PUBLIC HEALTH FACT SHEET
What is Pertussis?
Pertussis is an acute infectious disease commonly known as whooping cough. It affects the respiratory tract, and is caused by a bacteria, Bordetella pertussis.
How is it spread?
Pertussis is spread by direct contact with discharge from the respiratory tract of an infected person, or by breathing in droplets projected into the air when an infected person coughs or sneezes.
An untreated person is most infectious during the early stages of the disease to three weeks after the onset of the cough spasms. A person treated with an appropriate antibiotic is usually not infectious after a course of treatment.
How is it treated?
Infants younger than 6 months of age with severe disease often require hospitalization to manage cough spasms, feeding difficulties or other complications.
Antibiotics given during the early stage of the disease shorten communicability and may reduce symptoms. Antibiotics given after the cough spasms have started have no effect on the course of the illness, but are recommended to limit the spread of the disease to others.
Household and other close contacts to a pertussis case should also be treated with appropriate antibiotics.
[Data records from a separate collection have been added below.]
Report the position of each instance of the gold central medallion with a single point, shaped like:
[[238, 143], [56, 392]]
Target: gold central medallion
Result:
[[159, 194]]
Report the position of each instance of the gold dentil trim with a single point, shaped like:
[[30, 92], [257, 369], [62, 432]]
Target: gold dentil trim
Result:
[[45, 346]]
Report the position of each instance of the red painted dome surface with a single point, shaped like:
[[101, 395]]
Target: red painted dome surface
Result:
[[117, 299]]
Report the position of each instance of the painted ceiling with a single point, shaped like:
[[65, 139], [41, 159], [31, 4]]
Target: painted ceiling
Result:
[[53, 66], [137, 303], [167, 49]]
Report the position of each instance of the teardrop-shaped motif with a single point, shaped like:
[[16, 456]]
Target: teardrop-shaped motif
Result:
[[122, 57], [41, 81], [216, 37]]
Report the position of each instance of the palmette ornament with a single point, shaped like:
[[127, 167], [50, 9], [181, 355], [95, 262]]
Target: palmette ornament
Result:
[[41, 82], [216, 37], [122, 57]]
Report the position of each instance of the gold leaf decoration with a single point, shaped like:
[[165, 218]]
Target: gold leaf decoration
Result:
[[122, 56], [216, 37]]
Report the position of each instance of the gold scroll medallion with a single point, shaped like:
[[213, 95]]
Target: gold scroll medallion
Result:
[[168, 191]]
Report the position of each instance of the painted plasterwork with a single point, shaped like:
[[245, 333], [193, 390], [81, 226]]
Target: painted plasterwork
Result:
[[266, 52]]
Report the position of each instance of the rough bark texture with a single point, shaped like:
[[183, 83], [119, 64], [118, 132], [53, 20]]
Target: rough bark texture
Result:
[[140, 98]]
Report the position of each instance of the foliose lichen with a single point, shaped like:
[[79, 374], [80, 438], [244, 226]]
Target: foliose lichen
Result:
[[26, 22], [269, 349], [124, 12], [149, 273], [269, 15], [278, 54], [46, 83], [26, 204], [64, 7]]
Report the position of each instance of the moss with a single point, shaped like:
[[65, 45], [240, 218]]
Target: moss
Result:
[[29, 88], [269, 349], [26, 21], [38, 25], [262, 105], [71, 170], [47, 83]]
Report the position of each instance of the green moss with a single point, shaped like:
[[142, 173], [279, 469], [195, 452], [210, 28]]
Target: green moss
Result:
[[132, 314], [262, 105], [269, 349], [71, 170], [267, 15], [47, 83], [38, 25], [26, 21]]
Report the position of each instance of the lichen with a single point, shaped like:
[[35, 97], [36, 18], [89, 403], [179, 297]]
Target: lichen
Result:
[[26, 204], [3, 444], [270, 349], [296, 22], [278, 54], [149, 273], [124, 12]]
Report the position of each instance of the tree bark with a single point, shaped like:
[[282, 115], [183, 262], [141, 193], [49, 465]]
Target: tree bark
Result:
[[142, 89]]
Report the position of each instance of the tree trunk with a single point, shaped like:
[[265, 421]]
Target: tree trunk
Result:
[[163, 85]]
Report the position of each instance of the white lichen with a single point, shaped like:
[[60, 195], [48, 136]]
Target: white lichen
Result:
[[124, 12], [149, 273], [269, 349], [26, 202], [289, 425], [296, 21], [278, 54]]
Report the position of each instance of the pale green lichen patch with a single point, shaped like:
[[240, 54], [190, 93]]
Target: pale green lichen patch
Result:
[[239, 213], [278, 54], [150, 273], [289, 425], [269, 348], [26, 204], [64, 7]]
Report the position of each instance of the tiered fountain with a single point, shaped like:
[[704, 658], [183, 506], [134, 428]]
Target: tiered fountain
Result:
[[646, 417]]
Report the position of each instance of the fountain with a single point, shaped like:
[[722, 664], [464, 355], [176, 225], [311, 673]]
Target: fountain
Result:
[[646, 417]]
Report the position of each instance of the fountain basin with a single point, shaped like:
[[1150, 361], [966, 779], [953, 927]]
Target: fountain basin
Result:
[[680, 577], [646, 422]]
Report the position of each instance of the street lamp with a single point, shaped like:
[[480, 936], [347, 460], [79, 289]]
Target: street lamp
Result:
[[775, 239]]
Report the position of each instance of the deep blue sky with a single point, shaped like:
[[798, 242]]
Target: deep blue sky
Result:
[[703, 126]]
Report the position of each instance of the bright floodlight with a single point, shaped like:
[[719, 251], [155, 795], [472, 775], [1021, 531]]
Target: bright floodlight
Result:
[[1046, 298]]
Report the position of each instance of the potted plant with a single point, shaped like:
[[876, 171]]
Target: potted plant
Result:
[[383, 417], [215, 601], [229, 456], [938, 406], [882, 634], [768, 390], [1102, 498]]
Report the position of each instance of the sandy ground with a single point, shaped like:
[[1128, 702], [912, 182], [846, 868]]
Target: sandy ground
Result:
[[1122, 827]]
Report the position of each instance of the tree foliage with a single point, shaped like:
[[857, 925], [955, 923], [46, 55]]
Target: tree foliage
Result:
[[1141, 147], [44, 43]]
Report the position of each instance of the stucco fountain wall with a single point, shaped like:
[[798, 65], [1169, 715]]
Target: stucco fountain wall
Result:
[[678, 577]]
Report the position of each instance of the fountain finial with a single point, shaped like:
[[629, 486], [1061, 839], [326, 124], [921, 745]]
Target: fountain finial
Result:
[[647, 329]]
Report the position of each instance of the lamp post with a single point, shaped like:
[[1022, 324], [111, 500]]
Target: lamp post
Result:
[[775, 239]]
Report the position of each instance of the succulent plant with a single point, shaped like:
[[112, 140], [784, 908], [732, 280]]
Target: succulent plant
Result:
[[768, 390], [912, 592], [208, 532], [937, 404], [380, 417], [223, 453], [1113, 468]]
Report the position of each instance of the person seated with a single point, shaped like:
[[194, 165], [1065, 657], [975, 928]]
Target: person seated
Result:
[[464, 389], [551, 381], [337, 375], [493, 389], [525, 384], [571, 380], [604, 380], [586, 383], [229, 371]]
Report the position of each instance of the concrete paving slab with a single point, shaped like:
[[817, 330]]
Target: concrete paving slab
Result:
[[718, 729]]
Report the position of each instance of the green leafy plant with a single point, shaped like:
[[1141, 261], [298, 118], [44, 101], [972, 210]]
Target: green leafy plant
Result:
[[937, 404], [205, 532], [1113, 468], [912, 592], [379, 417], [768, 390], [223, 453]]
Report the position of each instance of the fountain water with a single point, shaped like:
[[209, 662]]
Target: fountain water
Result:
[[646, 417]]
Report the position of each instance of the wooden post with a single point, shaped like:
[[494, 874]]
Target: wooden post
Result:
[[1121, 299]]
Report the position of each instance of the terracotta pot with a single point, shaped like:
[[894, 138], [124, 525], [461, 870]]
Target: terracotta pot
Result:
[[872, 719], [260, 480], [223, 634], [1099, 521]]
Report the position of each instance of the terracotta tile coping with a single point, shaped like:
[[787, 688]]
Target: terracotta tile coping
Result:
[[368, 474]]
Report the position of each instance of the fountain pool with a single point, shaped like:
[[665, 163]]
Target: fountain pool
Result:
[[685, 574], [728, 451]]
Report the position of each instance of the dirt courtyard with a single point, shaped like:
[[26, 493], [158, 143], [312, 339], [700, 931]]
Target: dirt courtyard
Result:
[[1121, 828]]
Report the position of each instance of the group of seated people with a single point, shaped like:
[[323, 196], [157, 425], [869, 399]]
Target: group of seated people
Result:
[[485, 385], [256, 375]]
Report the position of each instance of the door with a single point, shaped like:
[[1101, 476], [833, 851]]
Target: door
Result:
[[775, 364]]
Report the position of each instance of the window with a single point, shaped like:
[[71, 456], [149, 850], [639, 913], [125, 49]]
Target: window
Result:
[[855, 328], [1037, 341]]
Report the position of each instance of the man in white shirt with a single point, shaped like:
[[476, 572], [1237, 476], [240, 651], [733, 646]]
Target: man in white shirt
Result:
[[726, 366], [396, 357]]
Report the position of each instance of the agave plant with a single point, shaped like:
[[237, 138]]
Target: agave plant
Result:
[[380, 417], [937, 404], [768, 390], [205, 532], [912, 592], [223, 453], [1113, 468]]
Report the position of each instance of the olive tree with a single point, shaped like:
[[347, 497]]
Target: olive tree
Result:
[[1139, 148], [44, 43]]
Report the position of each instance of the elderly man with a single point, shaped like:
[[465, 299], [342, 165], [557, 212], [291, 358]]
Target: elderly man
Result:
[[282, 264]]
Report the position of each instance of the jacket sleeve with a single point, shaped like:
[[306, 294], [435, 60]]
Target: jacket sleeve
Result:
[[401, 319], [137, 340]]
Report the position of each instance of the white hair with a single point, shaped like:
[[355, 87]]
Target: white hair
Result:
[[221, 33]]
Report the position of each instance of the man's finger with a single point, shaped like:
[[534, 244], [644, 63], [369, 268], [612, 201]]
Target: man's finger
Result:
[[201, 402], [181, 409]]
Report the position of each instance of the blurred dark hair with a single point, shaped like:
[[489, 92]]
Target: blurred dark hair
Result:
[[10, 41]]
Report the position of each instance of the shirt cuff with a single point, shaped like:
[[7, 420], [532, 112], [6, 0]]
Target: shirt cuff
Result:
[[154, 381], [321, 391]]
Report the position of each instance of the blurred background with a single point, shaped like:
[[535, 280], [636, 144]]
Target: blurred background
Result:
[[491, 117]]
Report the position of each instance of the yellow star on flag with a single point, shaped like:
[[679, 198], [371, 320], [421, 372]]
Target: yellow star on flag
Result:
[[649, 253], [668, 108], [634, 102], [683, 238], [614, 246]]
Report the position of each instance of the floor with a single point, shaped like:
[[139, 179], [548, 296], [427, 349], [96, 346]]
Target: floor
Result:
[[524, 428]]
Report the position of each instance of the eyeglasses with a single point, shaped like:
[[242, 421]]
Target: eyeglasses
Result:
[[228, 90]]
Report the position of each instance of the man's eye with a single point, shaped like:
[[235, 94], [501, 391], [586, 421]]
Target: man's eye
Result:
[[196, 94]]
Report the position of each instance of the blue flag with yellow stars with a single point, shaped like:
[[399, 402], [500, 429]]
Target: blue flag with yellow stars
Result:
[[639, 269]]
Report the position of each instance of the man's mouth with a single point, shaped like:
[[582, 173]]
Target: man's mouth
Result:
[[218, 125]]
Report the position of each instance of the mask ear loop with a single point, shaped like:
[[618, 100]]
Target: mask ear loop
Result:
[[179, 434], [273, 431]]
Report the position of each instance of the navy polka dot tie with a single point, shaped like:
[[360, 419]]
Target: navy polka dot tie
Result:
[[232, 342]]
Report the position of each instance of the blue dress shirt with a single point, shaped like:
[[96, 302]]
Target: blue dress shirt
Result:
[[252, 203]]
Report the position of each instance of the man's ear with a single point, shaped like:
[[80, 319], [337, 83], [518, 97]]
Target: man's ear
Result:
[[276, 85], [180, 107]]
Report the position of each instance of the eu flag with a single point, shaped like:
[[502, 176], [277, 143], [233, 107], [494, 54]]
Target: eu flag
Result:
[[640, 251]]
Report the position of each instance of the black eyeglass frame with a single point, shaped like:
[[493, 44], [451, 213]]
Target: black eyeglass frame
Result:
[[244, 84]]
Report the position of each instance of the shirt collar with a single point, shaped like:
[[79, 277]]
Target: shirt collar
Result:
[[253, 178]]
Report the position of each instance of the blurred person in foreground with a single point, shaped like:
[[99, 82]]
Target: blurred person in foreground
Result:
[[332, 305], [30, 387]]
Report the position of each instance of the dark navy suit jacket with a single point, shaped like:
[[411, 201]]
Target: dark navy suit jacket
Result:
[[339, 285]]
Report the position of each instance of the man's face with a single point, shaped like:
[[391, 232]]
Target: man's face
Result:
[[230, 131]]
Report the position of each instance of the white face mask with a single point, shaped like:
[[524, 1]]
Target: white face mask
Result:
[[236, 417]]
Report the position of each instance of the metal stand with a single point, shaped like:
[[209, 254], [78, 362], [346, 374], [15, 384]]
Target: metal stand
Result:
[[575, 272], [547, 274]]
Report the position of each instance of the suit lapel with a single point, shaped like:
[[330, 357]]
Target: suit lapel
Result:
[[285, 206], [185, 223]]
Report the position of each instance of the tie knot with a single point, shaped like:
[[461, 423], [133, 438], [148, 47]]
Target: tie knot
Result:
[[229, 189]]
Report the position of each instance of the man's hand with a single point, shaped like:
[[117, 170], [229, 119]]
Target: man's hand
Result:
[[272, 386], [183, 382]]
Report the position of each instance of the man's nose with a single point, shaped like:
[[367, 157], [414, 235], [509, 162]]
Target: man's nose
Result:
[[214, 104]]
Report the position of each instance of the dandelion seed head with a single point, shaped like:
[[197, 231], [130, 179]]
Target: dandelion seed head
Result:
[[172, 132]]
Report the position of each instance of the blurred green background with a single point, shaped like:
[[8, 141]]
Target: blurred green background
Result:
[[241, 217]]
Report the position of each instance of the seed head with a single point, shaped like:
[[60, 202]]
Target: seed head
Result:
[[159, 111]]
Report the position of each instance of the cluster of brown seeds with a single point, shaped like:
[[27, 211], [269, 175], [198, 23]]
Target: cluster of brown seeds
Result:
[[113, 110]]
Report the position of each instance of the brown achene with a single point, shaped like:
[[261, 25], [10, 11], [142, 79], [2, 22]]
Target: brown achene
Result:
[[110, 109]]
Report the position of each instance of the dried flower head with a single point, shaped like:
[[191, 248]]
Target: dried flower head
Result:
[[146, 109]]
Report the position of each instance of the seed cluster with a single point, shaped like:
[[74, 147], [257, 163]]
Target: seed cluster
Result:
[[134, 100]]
How can we prevent Pertussis?
- Universal immunization of children under 7 with pertussis vaccine is critical for the control of pertussis.
- Five doses of pertussis vaccine given as DtaP are recommended.
SYMPTOMS OF PERTUSSIS
- Begins with upper respiratory symptoms, runny nose, sneezing, watery eyes, lack of appetite.
- Followed with a dry irritating cough for 1-2 weeks.
- Cough becomes severe and the infected person experiences cough spasms and a high pitched whoop when coughing followed by an episode of vomiting.